Growing up as a ministers son, I was expected to be in church every Sunday. In my younger years, I would routinely sit with my older brother or sister. We would usually engage each other in some kind of playful distraction during the sermon time. When in junior high, I remember having a regular spot in the balcony where I could watch other people below. Watching others was my regular distraction during the sermon. When I reached high school age, I began to sing in the choir. We sat behind the pulpit and we were looking at the back of my fathers head during the sermon. In this position, I often actually listened to what my father said.
Looking back on those days now, I realize that I needed to be shocked during a sermon, in order for me to be wakened from my usual mental slumber. There were a few occasions when I was stunned by what my father did or said. Those incidents forced me out of my usual mental and emotional lethargy and made me consider the deeper content of the faith. Those alarming times were formative in forcing me to consider something more significant and true to life than the conventional message of Christianity.
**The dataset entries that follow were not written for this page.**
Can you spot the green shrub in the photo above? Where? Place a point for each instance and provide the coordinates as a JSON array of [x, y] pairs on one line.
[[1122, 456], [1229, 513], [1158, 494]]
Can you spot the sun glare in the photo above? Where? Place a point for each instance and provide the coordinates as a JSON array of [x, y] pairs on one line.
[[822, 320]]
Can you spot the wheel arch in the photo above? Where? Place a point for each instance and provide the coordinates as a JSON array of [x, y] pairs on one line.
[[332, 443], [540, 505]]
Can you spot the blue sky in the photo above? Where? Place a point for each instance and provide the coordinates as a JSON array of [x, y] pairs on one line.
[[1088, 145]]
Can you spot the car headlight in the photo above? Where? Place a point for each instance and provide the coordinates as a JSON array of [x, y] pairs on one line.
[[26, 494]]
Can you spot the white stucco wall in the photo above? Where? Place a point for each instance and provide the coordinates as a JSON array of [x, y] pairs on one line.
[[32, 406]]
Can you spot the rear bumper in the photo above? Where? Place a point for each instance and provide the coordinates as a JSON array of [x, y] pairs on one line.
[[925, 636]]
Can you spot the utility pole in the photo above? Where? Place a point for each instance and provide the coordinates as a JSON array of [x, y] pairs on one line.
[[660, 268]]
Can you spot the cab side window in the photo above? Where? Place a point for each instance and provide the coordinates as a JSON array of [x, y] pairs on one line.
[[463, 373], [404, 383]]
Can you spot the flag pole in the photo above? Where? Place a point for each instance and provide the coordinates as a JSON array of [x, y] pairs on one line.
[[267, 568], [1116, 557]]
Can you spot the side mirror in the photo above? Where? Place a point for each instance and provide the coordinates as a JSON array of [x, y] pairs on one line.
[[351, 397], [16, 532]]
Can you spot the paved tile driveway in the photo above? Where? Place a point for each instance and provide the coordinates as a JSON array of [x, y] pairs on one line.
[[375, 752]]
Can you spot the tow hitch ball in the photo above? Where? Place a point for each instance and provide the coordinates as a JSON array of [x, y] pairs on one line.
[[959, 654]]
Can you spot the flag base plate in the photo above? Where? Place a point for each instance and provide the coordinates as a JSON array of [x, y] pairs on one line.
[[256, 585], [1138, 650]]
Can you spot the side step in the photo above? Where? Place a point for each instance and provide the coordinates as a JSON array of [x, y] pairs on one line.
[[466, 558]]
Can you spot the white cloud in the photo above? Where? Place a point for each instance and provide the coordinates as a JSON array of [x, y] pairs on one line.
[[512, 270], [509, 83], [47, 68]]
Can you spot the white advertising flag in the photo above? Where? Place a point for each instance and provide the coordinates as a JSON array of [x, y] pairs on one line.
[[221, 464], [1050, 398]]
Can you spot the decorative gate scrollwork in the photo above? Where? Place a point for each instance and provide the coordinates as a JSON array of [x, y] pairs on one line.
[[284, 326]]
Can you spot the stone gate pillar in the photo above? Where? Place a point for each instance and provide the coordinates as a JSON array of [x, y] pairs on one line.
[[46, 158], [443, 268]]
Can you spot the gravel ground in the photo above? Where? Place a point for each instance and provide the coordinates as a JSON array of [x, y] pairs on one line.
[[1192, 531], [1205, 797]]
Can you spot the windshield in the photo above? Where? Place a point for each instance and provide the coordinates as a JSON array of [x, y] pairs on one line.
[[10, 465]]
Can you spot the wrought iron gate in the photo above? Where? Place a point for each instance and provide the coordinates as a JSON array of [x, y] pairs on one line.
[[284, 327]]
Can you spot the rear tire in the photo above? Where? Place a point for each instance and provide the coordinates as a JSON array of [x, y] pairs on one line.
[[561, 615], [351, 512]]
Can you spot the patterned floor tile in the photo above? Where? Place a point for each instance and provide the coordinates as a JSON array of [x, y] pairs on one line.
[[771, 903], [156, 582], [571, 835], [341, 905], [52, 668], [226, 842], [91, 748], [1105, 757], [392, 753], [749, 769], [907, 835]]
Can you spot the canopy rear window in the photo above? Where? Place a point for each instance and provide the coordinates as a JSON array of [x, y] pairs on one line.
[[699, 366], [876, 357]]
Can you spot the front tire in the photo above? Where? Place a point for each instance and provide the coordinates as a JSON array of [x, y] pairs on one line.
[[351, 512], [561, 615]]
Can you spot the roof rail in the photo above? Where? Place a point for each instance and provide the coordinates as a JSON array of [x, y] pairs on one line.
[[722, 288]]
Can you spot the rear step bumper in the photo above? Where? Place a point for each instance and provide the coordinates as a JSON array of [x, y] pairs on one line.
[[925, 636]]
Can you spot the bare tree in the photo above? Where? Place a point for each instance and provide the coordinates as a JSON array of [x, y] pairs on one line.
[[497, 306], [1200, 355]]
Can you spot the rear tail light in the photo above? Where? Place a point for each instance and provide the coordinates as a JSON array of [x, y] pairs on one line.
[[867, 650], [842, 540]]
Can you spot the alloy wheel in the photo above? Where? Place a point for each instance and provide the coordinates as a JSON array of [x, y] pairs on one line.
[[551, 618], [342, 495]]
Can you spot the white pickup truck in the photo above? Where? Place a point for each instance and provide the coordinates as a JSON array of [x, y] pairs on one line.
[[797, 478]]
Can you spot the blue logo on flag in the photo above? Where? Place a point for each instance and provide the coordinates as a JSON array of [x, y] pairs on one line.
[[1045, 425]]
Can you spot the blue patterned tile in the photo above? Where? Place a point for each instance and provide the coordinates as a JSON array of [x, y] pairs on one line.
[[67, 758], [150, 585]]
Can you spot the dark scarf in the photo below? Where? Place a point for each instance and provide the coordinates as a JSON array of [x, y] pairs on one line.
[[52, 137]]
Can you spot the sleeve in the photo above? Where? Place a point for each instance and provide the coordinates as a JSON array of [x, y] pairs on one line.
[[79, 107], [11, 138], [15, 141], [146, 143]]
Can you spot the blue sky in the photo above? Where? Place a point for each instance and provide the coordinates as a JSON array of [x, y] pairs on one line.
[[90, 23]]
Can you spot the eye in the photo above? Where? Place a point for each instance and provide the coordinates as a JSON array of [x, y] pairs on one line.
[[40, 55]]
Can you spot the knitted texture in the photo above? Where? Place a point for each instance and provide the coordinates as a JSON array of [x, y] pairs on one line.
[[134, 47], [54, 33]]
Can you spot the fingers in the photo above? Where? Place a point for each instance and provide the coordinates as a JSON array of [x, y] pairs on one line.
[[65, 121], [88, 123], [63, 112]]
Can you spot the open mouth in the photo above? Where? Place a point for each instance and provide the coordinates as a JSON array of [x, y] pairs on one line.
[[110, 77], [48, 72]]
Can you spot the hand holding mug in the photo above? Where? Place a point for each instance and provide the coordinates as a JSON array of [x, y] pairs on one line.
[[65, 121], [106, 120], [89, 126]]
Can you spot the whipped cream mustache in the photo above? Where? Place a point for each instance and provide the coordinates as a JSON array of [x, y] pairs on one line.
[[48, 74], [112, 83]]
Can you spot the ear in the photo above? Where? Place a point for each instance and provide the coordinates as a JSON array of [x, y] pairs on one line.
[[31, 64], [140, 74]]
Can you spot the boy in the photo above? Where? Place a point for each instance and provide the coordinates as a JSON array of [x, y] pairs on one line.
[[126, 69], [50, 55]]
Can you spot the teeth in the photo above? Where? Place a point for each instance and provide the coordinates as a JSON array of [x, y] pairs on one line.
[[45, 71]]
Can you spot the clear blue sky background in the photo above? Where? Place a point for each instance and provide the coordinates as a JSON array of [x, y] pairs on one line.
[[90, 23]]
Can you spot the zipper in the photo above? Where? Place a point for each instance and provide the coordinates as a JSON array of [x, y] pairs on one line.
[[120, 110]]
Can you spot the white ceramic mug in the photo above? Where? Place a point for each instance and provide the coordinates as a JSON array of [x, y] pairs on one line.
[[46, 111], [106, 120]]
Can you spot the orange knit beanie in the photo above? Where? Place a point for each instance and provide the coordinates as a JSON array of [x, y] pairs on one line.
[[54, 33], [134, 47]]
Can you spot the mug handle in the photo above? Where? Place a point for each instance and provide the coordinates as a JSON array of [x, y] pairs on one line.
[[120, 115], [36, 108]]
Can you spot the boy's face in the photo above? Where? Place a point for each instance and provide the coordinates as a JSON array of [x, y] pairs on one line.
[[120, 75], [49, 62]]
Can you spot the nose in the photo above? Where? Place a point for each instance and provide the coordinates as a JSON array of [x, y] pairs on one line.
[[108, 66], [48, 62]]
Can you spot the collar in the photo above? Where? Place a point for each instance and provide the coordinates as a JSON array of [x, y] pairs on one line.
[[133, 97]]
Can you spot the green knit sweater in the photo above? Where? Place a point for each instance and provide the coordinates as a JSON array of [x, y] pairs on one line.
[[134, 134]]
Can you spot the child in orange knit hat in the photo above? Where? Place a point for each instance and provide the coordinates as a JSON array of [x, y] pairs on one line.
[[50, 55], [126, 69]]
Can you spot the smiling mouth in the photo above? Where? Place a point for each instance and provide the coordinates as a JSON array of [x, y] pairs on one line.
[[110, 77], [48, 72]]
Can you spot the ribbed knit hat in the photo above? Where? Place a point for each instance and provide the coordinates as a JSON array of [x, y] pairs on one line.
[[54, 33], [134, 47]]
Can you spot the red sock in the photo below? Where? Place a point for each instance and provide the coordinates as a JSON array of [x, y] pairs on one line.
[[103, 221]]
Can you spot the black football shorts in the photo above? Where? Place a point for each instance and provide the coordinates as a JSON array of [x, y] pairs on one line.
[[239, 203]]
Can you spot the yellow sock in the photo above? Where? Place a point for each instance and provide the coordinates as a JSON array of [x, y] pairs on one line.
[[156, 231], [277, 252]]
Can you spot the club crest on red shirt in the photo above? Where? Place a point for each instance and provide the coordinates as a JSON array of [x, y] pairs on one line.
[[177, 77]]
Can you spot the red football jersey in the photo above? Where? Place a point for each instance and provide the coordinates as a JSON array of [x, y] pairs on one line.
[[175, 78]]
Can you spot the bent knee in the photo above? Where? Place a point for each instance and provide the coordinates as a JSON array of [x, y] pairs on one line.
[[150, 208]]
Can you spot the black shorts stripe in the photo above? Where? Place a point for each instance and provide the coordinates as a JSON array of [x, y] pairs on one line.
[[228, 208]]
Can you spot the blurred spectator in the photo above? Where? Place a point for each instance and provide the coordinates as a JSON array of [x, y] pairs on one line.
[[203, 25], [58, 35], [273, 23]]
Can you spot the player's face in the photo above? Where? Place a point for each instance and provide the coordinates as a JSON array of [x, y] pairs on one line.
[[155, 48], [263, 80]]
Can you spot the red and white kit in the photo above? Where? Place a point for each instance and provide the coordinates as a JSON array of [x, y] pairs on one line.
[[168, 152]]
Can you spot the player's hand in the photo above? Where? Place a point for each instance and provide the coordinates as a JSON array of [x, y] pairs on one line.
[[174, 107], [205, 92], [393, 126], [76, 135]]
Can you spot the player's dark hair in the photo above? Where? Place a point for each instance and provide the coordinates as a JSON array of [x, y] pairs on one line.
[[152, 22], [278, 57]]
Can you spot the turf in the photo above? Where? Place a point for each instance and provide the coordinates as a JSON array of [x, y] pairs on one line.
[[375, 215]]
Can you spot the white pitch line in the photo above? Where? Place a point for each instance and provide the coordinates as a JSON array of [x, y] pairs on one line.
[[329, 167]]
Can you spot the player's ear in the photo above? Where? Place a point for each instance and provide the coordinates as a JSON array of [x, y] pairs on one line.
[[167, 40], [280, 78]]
One such instance arose because of my fathers Lutheran heritage. Although he was now a minister in the Congregational Church, he retained some of the spirit of Martin Luther when it came to the Roman Catholic Church. One Reformation Sunday, he was explicit in a lengthy criticism of Catholicism. I knew my sister was livid, as she liked to date guys who were Catholic. Since both of us had Catholic friends, we decided we wouldnt talk to our father during Sunday dinner. He understood our silence and complained how he could handle other members of the congregation being upset with him, but was hurt when his own children couldnt speak with him about their concerns. This was an experience that forced me to consider inter-religious disharmony and how it could invade and damage family life, as well as destroy the harmony of the larger human family.
A second incident that left me reeling, was my first ever experience of what I understood as Truth. I cant tell you what the sermon was about, nor the subject of the particular revelatory statement. All I know is for the first time in my life, I thought to myself, that is the Truth, with a capital T. This was a whole body experience, like being baptized by immersion.
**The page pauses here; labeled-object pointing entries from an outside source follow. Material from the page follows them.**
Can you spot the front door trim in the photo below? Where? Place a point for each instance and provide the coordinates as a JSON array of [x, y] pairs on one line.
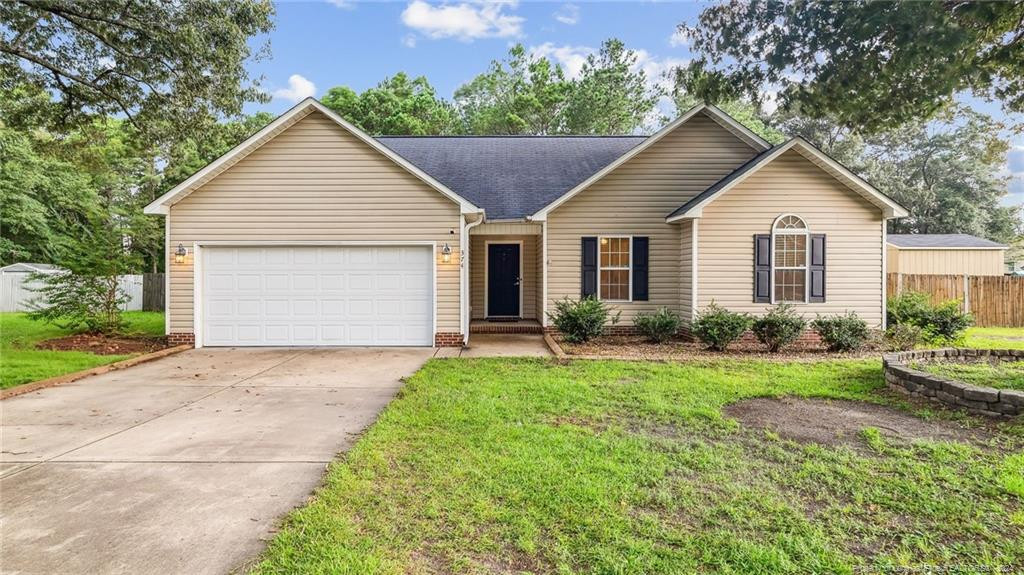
[[486, 274]]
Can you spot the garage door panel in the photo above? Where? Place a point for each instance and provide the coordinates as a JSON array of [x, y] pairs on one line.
[[310, 296]]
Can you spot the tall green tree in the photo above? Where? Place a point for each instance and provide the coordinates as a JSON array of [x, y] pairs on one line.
[[612, 95], [173, 65], [945, 172], [398, 105], [868, 64], [522, 94]]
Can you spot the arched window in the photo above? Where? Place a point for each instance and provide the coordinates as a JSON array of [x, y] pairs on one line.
[[790, 251]]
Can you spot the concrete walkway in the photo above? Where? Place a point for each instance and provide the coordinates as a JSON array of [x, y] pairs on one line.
[[500, 345], [183, 465]]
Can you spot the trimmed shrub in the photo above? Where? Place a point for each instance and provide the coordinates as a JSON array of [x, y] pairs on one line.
[[717, 326], [902, 337], [582, 320], [779, 327], [658, 326], [842, 333]]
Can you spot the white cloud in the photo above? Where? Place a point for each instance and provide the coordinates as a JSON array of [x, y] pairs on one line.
[[465, 21], [570, 58], [568, 14], [298, 89], [678, 38]]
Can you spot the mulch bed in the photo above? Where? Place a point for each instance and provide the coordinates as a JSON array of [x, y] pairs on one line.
[[104, 345], [636, 347]]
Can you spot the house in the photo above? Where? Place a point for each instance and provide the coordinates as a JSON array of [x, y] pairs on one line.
[[944, 254], [312, 232]]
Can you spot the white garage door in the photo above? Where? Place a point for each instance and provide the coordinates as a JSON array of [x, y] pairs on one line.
[[317, 296]]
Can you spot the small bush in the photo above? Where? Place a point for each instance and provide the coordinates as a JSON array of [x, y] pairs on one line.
[[842, 333], [902, 337], [582, 320], [779, 327], [939, 324], [947, 323], [717, 326], [909, 307], [658, 326]]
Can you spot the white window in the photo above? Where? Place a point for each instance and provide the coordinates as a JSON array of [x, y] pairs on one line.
[[790, 255], [613, 269]]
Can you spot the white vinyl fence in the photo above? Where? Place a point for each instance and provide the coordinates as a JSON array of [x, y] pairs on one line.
[[15, 292]]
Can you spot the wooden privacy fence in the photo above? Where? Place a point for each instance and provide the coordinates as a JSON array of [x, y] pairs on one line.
[[993, 300], [153, 292]]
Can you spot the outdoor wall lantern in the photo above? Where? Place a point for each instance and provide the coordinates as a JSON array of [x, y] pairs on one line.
[[179, 254]]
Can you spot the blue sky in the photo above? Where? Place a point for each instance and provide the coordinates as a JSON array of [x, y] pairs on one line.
[[321, 44]]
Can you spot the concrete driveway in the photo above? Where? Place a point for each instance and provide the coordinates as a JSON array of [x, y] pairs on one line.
[[183, 465]]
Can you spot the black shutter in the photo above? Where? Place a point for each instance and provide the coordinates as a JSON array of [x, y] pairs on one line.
[[762, 268], [588, 271], [817, 268], [640, 250]]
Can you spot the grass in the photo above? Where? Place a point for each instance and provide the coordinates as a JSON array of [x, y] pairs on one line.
[[20, 362], [995, 338], [616, 468], [1005, 374]]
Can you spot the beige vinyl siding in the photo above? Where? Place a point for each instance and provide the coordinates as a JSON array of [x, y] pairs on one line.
[[792, 184], [686, 270], [943, 262], [634, 200], [478, 282], [314, 182]]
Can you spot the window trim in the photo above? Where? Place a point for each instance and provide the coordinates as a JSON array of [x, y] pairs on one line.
[[806, 232], [629, 269]]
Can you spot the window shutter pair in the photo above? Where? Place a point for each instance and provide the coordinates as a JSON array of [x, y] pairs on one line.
[[762, 268], [588, 275]]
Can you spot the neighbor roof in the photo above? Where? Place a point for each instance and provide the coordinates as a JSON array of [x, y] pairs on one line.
[[941, 240], [510, 176]]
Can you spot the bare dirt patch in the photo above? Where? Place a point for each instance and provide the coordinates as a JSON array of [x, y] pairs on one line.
[[636, 347], [839, 423], [104, 345]]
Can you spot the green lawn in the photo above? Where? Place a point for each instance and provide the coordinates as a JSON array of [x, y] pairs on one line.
[[1006, 374], [20, 362], [500, 466], [995, 338]]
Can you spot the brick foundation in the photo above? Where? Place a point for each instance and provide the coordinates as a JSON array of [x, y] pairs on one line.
[[448, 340], [181, 339], [808, 338]]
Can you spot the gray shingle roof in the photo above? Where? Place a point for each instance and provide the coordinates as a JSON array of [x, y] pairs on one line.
[[939, 240], [510, 177]]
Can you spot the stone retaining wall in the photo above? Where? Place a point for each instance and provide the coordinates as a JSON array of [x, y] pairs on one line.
[[979, 400]]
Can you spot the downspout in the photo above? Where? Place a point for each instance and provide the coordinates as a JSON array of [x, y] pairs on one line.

A third incident was startling and unanticipated. The church was in the habit of gathering used clothing to distribute in the mission fields. On this particular Sunday, my father brought the contribution box out of his office, displayed some dirty and torn clothing from the box, laid it on the altar, and offered a prayer for those who would be served by this ministry. I can only imagine the dismay and embarrassment of the person who had put those trashy clothes in the donation box.
Although I dont know for sure where I got it, or when, Ive been reading Meeting Jesus again for the First Time by Marcus Borg. Published in 1994 and underlined by a previous owner, the theology and presentation of the historical Jesus is exceptional. Borg contrasts the conventional religious wisdom of the time with the Spirit-driven wisdom of Jesus. Jesus often leaves people stunned or shocked by his teachings or actions.
Consider the story of the stoning of the woman caught in adultery. The purity codes of the time demanded that punishment, even in the face of a commandment against killing. The response of Jesus was shocking. He invited each of those who would stone her to examine their own sinfulness and he had compassion on the woman.
Or consider the story of the Good Samaritan. Here are two religious folk, following the religious purity rules, who are prepared to ignore and avoid an injured alien. It takes a Samaritan, a religious outcast, to exercise compassion and care for the one in need.
Borg reminds us that Jesus shocks us constantly, out of our slumber with the conventional religious wisdom of the day. Jesus forces us to consider a Spirit driven wisdom, that upsets our norms and makes us dig deeper into a life of care and compassion.
Borg writes: What then is the way that leads to life? The narrow way, the way less traveled, is the alternative wisdom of Jesus. It has two closely related dimensions. First is an invitation to see God as gracious rather than as the source and enforcer of the requirements, boundaries and divisions of conventional wisdom (whether Jewish, Christian or secular). Second, it is an invitation to a path that leads away from the path of conventional wisdom to a life that is more and more centered in God. The alternative wisdom of Jesus sees the religious life as a deepening relationship with the Spirit of God, not as a life of requirements and rewards.
Especially for our time, we need our religious communities to be reminded of the shocking stories of Jesus. So often he betrays the conventional wisdom with unexpected responses of love and compassion. There are also the disruptive stories our megachurches need to hear, like the overturning of the tables of the money-changers in the Temple, or the story of the Widows Mite.
If we actually look to Jesus, Christianity should be shocking. Conventional religious and secular wisdom would be revealed for its shallowness. Jesus would invite us to dig deeper. We might then recognize our spiritual connection to all others, be more open to Truth, and exercise kindness and compassion in all our activities. The spirit lives below the surface.